Un réseau de volontaires de santé en milieu rural mis en place durant la guerre froide fait partie des atouts que la Thaïlande fait valoir aujourd’hui dans sa lutte contre l’épidémie de Covid-19
Presque tous les jours, Surin Makradee fait du porte-à-porte dans son village du centre de la Thaïlande, visitant les maisons une à une pour vérifier la température des habitants. Comme elle, des centaines de milliers de volontaires ont ainsi œuvré à travers le pays pendant l’épidémie de coronavirus, et avant cela la grippe aviaire et bien d’autres encore.
"Je considère les gens du village comme ma famille. Si je ne les éduque pas, ils ne comprendront pas le risque qu’ils ont d'être infecté", confie la dame de 77 ans dans son village de Saladang dans la province d'Ang Thong, à environ 90 km au nord de Bangkok
Elle est membre des Volontaires de Santé de Village, un réseau longtemps ignoré de plus d'un million de travailleurs communautaires quadrillant le royaume et qui remonte à l’époque de la guerre froide.
Les Volontaires de Santé de Village ont été salués par l’Organisation mondiale de la santé (OMS) comme les «héros méconnus» du dispositif thaïlandais de lutte contre le nouveau coronavirus qui n’a eu a déplorer que 58 morts sur 3.084 cas d’infections en cinq mois.
"Les Volontaires de Santé de Village thaïlandais sont des héros méconnus qui travaillent pour soutenir la prévention, la détection et la documentation du Covid-19", a déclaré Daniel Kertesz, représentant de l'OMS pour la Thaïlande, faisant référence à la maladie causée par le coronavirus.
Outre les contrôles de température, les bénévoles aident les autorités à collecter au quotidien des informations et à surveiller toute montée éventuelle du nombre d’infections.
Surin, qui est bénévole depuis 38 ans fait ses tournées à moto. Elle dit être également chargée de surveiller les personnes revenant d'autres provinces qui sont tenues de se mettre en quarantaine pendant 14 jours.
"Je dois aider les personnes en quarantaine à apprendre à manger et à vivre séparément des autres membres de leur famille", dit-elle.
Un dispositif qui remonte à la guerre froide
Les Volontaires de Santé de Village ont été créés en 1977 par le gouvernement qui disait vouloir aider les communautés rurales. A cette époque, les autorités avaient maille à partir avec les insurgés communistes qui se dissimulaient dans ces mêmes communautés rurales.
Aujourd’hui, munis d’une formation de santé basique, les volontaires aident à fournir des soins rudimentaires et effectuer les premiers diagnostics dans des zones souvent éloignées d’une clinique ou d'un hôpital.

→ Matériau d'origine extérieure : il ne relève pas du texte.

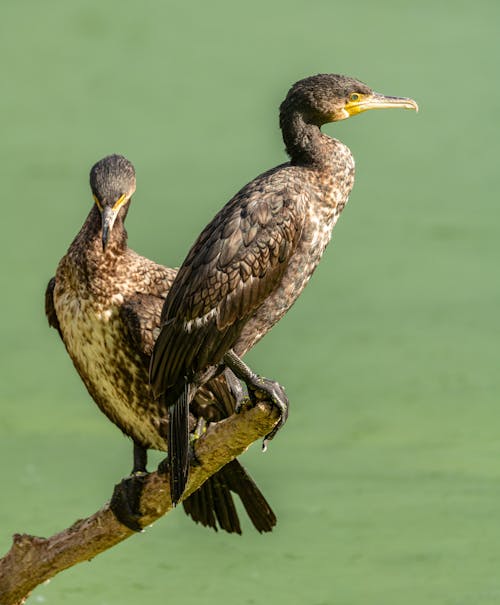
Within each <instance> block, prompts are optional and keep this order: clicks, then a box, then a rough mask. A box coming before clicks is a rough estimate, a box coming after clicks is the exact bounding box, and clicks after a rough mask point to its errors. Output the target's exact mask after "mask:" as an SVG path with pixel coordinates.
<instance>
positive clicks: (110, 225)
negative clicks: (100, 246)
mask: <svg viewBox="0 0 500 605" xmlns="http://www.w3.org/2000/svg"><path fill="white" fill-rule="evenodd" d="M127 200H128V198H127V196H126V195H122V196H120V197H119V198H118V199H117V200H116V202H115V203H114V204H113V205H112V206H108V205H106V206H104V207H103V209H102V210H101V220H102V250H103V252H105V251H106V246H107V245H108V240H109V236H110V234H111V231H112V229H113V225H114V224H115V220H116V217H117V216H118V212H119V211H120V208H121V207H122V206H123V204H124V203H126V202H127Z"/></svg>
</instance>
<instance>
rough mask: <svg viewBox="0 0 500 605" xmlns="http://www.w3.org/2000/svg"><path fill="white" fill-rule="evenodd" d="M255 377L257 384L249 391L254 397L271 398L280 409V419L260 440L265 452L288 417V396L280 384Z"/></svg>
mask: <svg viewBox="0 0 500 605" xmlns="http://www.w3.org/2000/svg"><path fill="white" fill-rule="evenodd" d="M256 378H257V380H256V381H255V382H256V385H258V386H255V387H254V388H251V387H250V388H249V393H250V392H251V393H252V394H254V395H255V396H256V397H259V396H260V398H262V399H271V402H272V404H273V405H274V406H276V407H277V408H278V409H279V411H280V419H279V420H278V422H277V423H276V425H275V426H274V428H273V430H272V431H271V432H270V433H268V434H267V435H266V436H265V437H264V441H263V442H262V451H263V452H265V451H266V450H267V446H268V445H269V442H270V441H271V440H272V439H274V437H275V436H276V434H277V433H278V431H279V430H280V429H281V428H282V427H283V425H284V424H285V422H286V421H287V419H288V406H289V401H288V397H287V396H286V393H285V389H284V388H283V387H282V386H281V385H280V384H278V383H277V382H274V381H273V380H268V379H267V378H262V377H261V376H257V377H256Z"/></svg>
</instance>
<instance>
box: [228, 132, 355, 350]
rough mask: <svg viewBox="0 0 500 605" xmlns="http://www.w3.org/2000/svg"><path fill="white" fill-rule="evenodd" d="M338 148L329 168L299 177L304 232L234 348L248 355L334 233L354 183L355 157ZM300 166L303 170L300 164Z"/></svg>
mask: <svg viewBox="0 0 500 605" xmlns="http://www.w3.org/2000/svg"><path fill="white" fill-rule="evenodd" d="M335 144H336V149H335V154H334V155H333V157H332V164H331V166H330V167H329V169H328V170H325V171H321V172H320V173H318V174H316V175H315V176H314V177H313V176H312V175H311V173H310V174H309V175H307V176H306V177H304V175H300V176H299V178H298V179H297V180H298V182H299V183H301V184H302V186H303V188H304V189H305V192H304V193H307V197H308V203H307V206H306V215H305V219H304V224H303V227H302V233H301V236H300V239H299V242H298V244H297V248H296V249H295V252H294V253H293V255H292V257H291V259H290V261H289V263H288V266H287V268H286V270H285V273H284V275H283V278H282V279H281V282H280V284H279V285H278V287H277V288H276V290H275V291H274V292H273V293H272V294H271V295H270V296H269V297H268V298H267V299H266V300H265V301H264V303H263V304H262V305H261V306H260V307H259V308H258V309H257V311H256V312H255V314H254V316H253V317H252V318H251V319H250V320H249V321H248V322H247V323H246V325H245V327H244V328H243V330H242V332H241V334H240V337H239V339H238V341H237V343H236V344H235V346H234V351H235V352H236V354H237V355H244V354H245V353H246V352H247V351H248V350H249V349H251V348H252V347H253V346H254V345H255V344H256V343H257V342H258V341H259V340H260V339H261V338H262V337H263V336H264V335H265V334H266V333H267V332H268V331H269V330H270V329H271V328H272V326H274V324H275V323H277V322H278V321H279V320H280V319H281V318H282V317H283V316H284V315H285V313H286V312H287V311H288V310H289V309H290V307H291V306H292V305H293V304H294V302H295V301H296V300H297V298H298V297H299V296H300V294H301V292H302V291H303V289H304V288H305V287H306V285H307V283H308V281H309V279H310V278H311V275H312V274H313V272H314V270H315V269H316V267H317V266H318V264H319V261H320V260H321V257H322V256H323V252H324V251H325V248H326V246H327V245H328V243H329V242H330V239H331V237H332V231H333V228H334V226H335V224H336V222H337V220H338V218H339V216H340V213H341V212H342V210H343V209H344V207H345V205H346V203H347V201H348V198H349V194H350V192H351V189H352V187H353V184H354V159H353V157H352V154H351V152H350V150H349V149H348V147H346V146H345V145H343V144H342V143H340V142H339V141H335ZM297 170H300V169H299V168H297Z"/></svg>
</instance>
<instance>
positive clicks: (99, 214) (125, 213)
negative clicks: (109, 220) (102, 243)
mask: <svg viewBox="0 0 500 605" xmlns="http://www.w3.org/2000/svg"><path fill="white" fill-rule="evenodd" d="M127 209H128V205H127V207H125V208H124V209H123V210H121V211H120V212H119V214H118V216H117V217H116V220H115V223H114V225H113V229H112V230H111V233H110V234H109V239H108V243H107V246H106V250H103V249H102V219H101V213H100V212H99V209H98V208H97V206H93V208H92V210H91V211H90V212H89V215H88V216H87V219H86V221H85V223H84V224H83V227H82V229H81V230H80V233H79V234H78V235H77V236H76V238H75V241H74V242H73V245H72V248H74V249H76V250H78V251H79V252H84V253H85V256H86V257H87V258H88V259H90V258H92V259H94V260H95V261H97V262H99V261H102V260H104V259H112V258H116V257H119V256H121V255H122V254H123V253H124V252H125V251H126V249H127V231H126V229H125V225H124V220H125V216H126V213H127Z"/></svg>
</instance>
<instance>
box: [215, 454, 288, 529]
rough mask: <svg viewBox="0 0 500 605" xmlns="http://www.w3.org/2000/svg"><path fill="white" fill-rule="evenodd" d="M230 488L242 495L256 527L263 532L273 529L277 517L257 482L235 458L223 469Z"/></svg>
mask: <svg viewBox="0 0 500 605" xmlns="http://www.w3.org/2000/svg"><path fill="white" fill-rule="evenodd" d="M221 472H223V473H224V480H225V482H226V484H227V486H228V487H229V489H230V490H231V491H233V492H235V493H236V494H238V496H239V497H240V500H241V502H242V504H243V506H244V507H245V510H246V511H247V514H248V516H249V517H250V520H251V521H252V523H253V525H254V527H255V529H256V530H257V531H258V532H260V533H262V532H269V531H272V529H273V527H274V526H275V525H276V522H277V519H276V515H275V514H274V511H273V509H272V508H271V507H270V505H269V503H268V502H267V500H266V499H265V498H264V495H263V494H262V492H261V491H260V489H259V488H258V487H257V484H256V483H255V482H254V480H253V479H252V478H251V477H250V475H249V474H248V473H247V472H246V470H245V469H244V468H243V466H241V464H240V463H239V462H238V461H237V460H233V461H232V462H230V463H229V464H226V466H225V467H224V468H223V469H222V470H221Z"/></svg>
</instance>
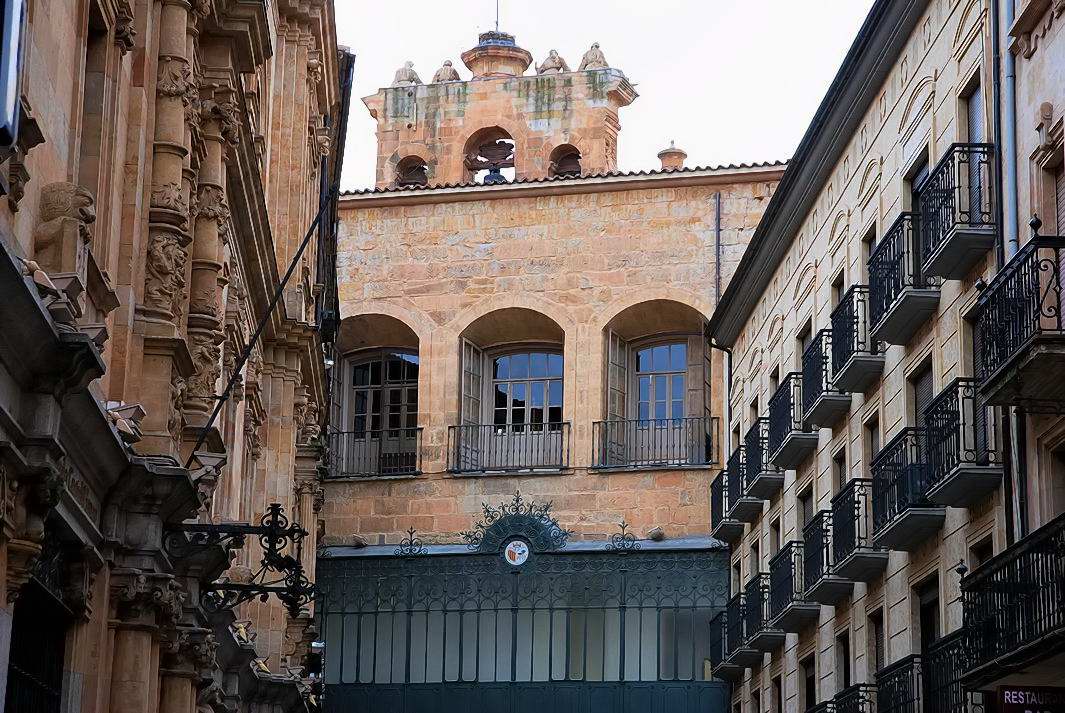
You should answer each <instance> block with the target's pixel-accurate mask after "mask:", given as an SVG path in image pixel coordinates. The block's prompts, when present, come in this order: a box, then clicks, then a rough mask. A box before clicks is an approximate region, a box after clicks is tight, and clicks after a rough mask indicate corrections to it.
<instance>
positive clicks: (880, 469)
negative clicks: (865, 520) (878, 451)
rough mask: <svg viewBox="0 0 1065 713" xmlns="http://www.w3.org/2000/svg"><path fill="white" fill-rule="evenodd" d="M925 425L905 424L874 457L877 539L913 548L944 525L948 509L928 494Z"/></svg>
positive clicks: (892, 546)
mask: <svg viewBox="0 0 1065 713" xmlns="http://www.w3.org/2000/svg"><path fill="white" fill-rule="evenodd" d="M929 471H930V469H929V457H928V447H927V434H925V431H924V428H920V427H913V426H911V427H907V428H903V430H902V431H901V432H900V433H899V434H898V435H897V436H896V437H895V438H892V439H891V440H890V441H888V442H887V444H886V445H885V447H884V448H883V449H882V450H881V452H880V453H878V454H876V456H875V457H874V458H873V459H872V487H873V492H872V518H873V539H874V541H876V544H879V545H881V546H883V547H887V548H889V549H898V550H905V551H910V550H912V549H914V548H915V547H916V546H917V545H919V544H920V542H921V541H923V539H924V538H927V537H928V536H929V535H931V534H932V533H934V532H936V531H937V530H939V528H940V526H941V525H943V519H944V509H943V507H940V506H938V505H936V504H935V503H933V502H932V501H931V500H929V498H928V491H929V487H930V484H931V483H930V475H929Z"/></svg>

"Ils sont pour les gens de la communauté ceux qui peuvent permettre d’obtenir un traitement médical, et cela est important compte tenu des ressources limitées de notre système de santé", souligne Chatichai Muksong, historien à l'Université de Srinakharinwirot.
Selon lui, les volontaires ont aidé à générer une plus grande participation au sein systèmes de santé au fil des décennies passées et leur rôle a déjà reçu des éloges lors d'épidémies précédentes comme la grippe aviaire H5N1 au milieu des années 2000.
Placée en quarantaine dans le village où œuvre Surin après être rentrée chez elle depuis l’île de Phuket, Ticomporn Kingpet, 60 ans, s’est dite impressionnée par le travail des volontaires.
"Ils sont comme un groupe de petites fourmis qui travaillent ensemble. Ils donnent de très bons conseils aux gens", dit-elle.